La turbina auxiliar instalada sobre la cabina de mando giró sobre su eje al tiempo que los reactores de impulso se apagaban. Arrancó con un brillante resplandor, y comenzó a luchar contra la inercia gigantesca del convoy. Los raíles llenaron el aire envenenado de brillantes chispas y poco a poco la imponente mole comenzó a retroceder. El impulso alejó rápidamente al convoy de la nube de polvo grisáceo que se extendía por el paisaje desde el lugar de la explosión, y que se movía como si tuviera vida propia en el aire helado. Habían dinamitado la vía. Algunos aún podían hacer cosas así, y a menudo se encontraban depósitos de equipo militar bajo las ruinas.

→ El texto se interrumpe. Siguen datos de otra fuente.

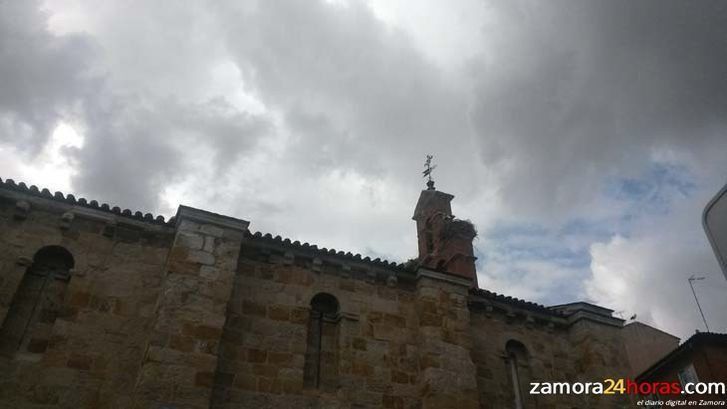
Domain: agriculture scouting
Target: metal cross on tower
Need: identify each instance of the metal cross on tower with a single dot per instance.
(428, 168)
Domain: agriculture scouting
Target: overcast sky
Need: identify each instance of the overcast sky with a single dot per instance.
(583, 138)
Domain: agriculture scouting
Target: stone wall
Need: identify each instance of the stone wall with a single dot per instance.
(198, 313)
(97, 340)
(556, 351)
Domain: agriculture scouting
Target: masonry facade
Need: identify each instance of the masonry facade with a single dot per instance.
(105, 308)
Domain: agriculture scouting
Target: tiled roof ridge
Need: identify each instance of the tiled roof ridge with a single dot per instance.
(286, 242)
(513, 300)
(91, 204)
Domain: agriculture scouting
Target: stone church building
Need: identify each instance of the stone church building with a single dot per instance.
(108, 308)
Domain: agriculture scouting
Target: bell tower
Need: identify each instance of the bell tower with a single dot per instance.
(445, 243)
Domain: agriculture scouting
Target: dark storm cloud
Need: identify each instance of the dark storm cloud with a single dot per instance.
(572, 92)
(41, 76)
(565, 100)
(136, 148)
(378, 103)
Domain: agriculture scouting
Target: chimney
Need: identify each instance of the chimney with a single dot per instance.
(445, 243)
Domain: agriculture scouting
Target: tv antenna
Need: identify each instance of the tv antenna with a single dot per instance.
(692, 279)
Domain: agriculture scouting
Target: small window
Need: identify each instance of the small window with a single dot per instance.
(321, 358)
(37, 302)
(516, 357)
(688, 375)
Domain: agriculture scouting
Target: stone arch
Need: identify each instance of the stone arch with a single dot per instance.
(37, 302)
(321, 357)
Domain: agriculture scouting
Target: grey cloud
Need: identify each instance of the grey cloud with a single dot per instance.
(571, 93)
(43, 76)
(340, 68)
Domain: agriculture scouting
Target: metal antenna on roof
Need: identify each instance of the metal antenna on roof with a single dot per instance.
(691, 280)
(428, 168)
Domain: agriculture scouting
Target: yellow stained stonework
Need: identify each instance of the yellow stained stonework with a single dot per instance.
(106, 308)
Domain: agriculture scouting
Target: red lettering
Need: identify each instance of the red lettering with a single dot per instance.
(631, 387)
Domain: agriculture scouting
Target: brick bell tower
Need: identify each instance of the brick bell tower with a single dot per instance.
(445, 243)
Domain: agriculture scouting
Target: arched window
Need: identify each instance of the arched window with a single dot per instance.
(36, 303)
(517, 362)
(321, 358)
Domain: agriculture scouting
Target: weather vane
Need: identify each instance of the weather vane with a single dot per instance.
(428, 168)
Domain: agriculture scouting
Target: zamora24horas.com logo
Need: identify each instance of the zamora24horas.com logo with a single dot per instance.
(627, 387)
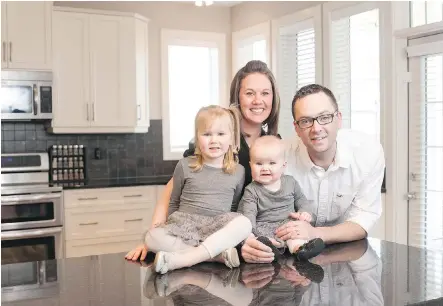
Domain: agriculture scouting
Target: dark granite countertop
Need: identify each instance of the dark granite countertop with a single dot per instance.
(124, 182)
(358, 273)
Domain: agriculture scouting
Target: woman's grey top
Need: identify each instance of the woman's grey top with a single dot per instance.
(262, 205)
(208, 192)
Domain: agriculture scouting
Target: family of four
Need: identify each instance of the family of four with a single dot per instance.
(243, 191)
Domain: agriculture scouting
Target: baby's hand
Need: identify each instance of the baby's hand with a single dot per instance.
(303, 216)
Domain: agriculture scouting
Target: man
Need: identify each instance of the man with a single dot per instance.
(341, 171)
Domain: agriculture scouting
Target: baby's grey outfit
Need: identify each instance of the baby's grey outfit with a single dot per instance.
(201, 202)
(267, 210)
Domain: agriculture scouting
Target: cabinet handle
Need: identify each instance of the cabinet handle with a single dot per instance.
(133, 196)
(133, 220)
(87, 199)
(4, 51)
(90, 223)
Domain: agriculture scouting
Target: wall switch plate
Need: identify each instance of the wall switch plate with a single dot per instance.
(97, 153)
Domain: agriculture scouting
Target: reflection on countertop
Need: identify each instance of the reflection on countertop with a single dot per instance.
(366, 272)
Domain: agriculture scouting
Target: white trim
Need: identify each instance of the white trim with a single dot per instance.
(420, 31)
(425, 49)
(347, 11)
(99, 12)
(189, 38)
(257, 32)
(312, 13)
(396, 140)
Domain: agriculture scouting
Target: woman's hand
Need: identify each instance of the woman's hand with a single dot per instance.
(137, 253)
(253, 251)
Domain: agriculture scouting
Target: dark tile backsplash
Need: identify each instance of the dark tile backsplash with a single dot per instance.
(122, 155)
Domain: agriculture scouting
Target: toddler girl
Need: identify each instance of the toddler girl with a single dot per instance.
(200, 224)
(271, 196)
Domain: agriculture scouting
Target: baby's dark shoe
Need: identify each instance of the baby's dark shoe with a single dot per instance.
(310, 249)
(277, 254)
(310, 270)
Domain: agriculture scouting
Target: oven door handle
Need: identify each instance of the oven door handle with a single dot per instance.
(33, 233)
(26, 199)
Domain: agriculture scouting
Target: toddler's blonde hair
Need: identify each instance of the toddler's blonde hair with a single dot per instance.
(204, 118)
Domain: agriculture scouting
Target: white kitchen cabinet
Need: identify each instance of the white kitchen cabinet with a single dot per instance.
(26, 35)
(106, 220)
(100, 72)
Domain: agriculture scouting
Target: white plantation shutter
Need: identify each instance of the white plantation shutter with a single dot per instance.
(426, 164)
(425, 12)
(295, 61)
(355, 67)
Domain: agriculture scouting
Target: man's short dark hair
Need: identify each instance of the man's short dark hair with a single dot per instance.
(310, 90)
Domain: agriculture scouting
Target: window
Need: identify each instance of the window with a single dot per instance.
(193, 76)
(426, 158)
(297, 60)
(250, 44)
(425, 12)
(355, 66)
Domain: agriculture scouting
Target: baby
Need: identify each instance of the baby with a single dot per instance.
(272, 196)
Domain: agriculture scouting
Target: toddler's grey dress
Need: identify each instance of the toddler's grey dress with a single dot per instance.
(201, 202)
(268, 210)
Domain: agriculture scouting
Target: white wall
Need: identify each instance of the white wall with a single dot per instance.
(252, 13)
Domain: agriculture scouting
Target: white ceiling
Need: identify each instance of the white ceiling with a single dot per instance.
(219, 2)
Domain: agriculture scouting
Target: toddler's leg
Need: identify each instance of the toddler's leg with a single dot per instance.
(157, 239)
(226, 238)
(294, 244)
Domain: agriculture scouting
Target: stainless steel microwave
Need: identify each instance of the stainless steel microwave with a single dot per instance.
(26, 95)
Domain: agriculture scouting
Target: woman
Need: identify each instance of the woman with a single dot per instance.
(254, 92)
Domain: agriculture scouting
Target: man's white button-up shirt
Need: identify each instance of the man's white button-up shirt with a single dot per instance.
(350, 189)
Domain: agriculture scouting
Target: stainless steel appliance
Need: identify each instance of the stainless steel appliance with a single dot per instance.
(32, 210)
(26, 95)
(31, 280)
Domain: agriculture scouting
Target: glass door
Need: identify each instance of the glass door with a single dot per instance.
(425, 205)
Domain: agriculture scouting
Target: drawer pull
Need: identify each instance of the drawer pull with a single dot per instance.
(133, 220)
(90, 223)
(133, 196)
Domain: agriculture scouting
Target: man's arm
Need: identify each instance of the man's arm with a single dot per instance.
(364, 212)
(365, 209)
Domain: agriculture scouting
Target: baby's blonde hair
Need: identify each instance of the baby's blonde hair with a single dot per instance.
(205, 118)
(268, 142)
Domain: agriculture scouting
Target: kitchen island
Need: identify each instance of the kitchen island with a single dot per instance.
(366, 272)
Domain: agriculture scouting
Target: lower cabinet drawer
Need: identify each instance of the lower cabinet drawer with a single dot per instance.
(98, 246)
(87, 225)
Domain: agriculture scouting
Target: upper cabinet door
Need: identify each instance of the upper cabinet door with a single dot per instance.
(109, 57)
(28, 34)
(71, 90)
(142, 89)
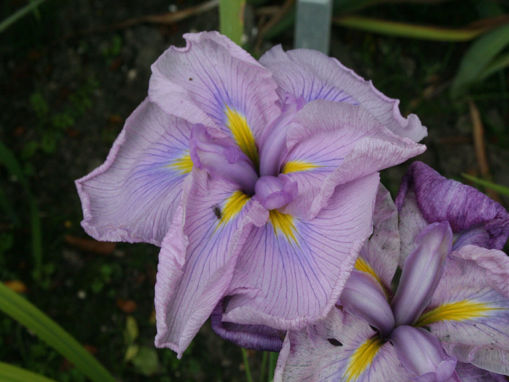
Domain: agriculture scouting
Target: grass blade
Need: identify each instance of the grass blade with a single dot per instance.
(485, 183)
(478, 57)
(11, 373)
(407, 30)
(50, 332)
(231, 19)
(31, 6)
(8, 159)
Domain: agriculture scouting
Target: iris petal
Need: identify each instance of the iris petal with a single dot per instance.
(133, 196)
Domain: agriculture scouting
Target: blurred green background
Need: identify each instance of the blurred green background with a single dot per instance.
(72, 71)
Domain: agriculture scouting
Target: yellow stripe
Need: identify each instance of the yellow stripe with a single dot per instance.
(455, 311)
(242, 134)
(362, 358)
(183, 164)
(283, 223)
(233, 206)
(297, 165)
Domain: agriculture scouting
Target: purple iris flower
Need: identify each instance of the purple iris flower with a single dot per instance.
(447, 320)
(256, 179)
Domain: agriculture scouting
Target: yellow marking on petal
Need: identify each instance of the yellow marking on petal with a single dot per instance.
(183, 164)
(297, 165)
(283, 223)
(362, 358)
(363, 266)
(455, 311)
(242, 134)
(233, 206)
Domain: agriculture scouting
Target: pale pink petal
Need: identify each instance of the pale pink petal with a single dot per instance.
(287, 282)
(132, 197)
(197, 260)
(312, 75)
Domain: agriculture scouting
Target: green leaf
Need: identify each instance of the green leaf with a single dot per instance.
(407, 30)
(146, 361)
(31, 6)
(497, 64)
(11, 373)
(50, 332)
(485, 183)
(131, 330)
(478, 57)
(8, 159)
(231, 19)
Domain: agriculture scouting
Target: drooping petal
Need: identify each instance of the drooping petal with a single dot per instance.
(364, 297)
(380, 254)
(257, 337)
(421, 353)
(341, 348)
(469, 310)
(222, 158)
(312, 75)
(421, 273)
(214, 82)
(292, 271)
(465, 208)
(134, 194)
(470, 373)
(198, 256)
(332, 143)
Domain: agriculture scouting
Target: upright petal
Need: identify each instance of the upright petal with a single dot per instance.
(340, 348)
(469, 311)
(421, 353)
(312, 75)
(380, 254)
(198, 256)
(421, 273)
(292, 271)
(257, 337)
(134, 194)
(364, 297)
(214, 82)
(332, 143)
(470, 373)
(465, 208)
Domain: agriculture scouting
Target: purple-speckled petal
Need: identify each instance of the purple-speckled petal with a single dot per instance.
(325, 352)
(312, 75)
(133, 196)
(470, 373)
(257, 337)
(275, 192)
(197, 259)
(292, 271)
(331, 143)
(380, 255)
(222, 158)
(465, 208)
(200, 81)
(421, 273)
(422, 354)
(365, 298)
(469, 310)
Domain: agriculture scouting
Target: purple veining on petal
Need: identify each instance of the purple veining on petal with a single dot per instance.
(363, 297)
(275, 192)
(274, 147)
(464, 207)
(221, 158)
(420, 352)
(421, 272)
(257, 337)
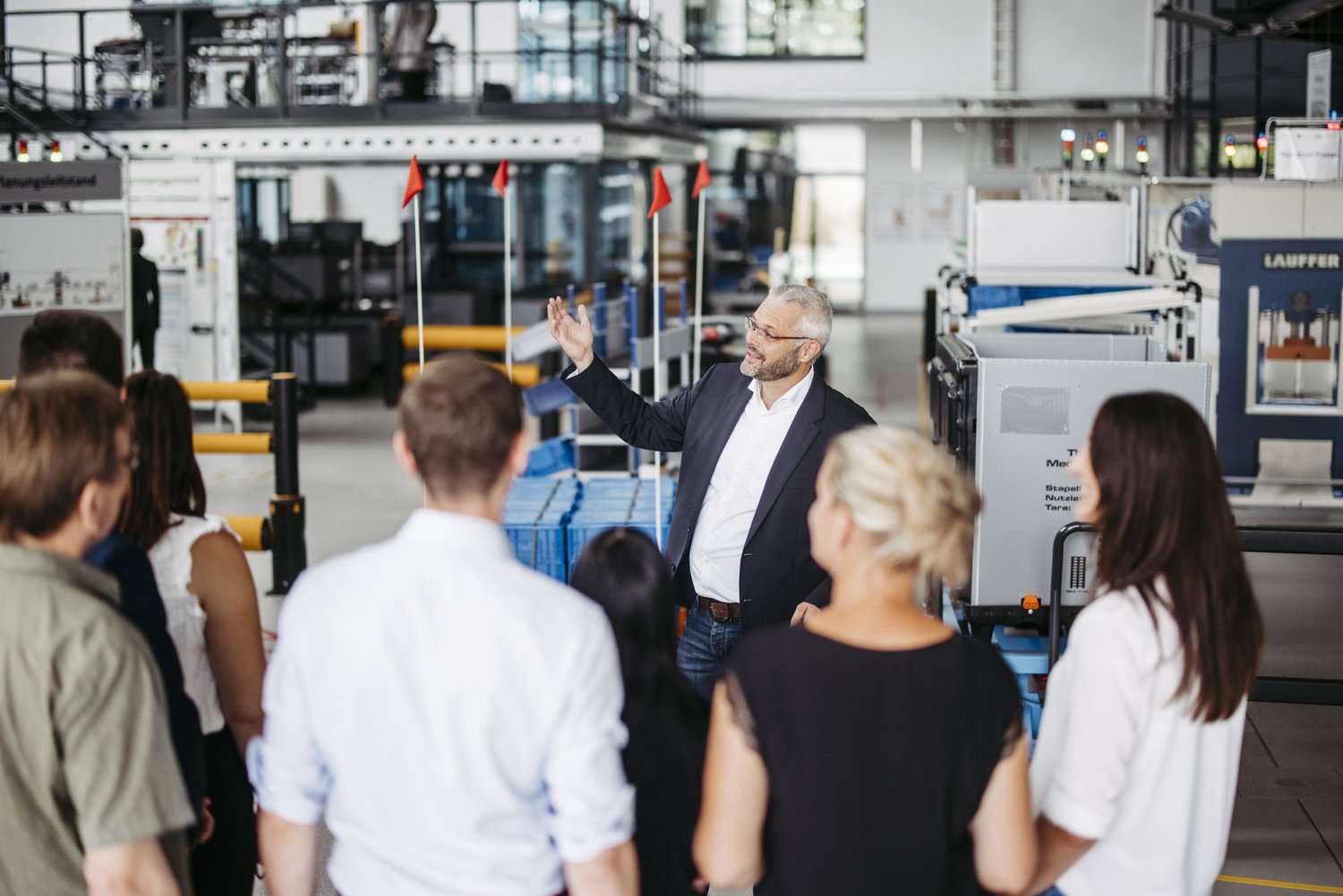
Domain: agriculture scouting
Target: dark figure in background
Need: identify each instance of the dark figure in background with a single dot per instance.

-Alerta de combate -susurró el Capitán cuado la nube de polvo envolvió al tren. El silencio era tan imponente que un grito hubiera parecido una blasfemia. Una cascada de ruidos metálicos recorrió el tren de proa a popa cuando en los techos metalizados se elevaron los ejes hidráulicos de las cúpulas de tiro. El metal se deslizó sobre ocultos pivotes y los artilleros esperaron. Ya habían pasado por aquello otras veces. Sabían que no sería una espera larga. Los cañones de las ametralladoras calibre 50 salieron de sus fundas aceitadas, ansiosos por tararear su canción.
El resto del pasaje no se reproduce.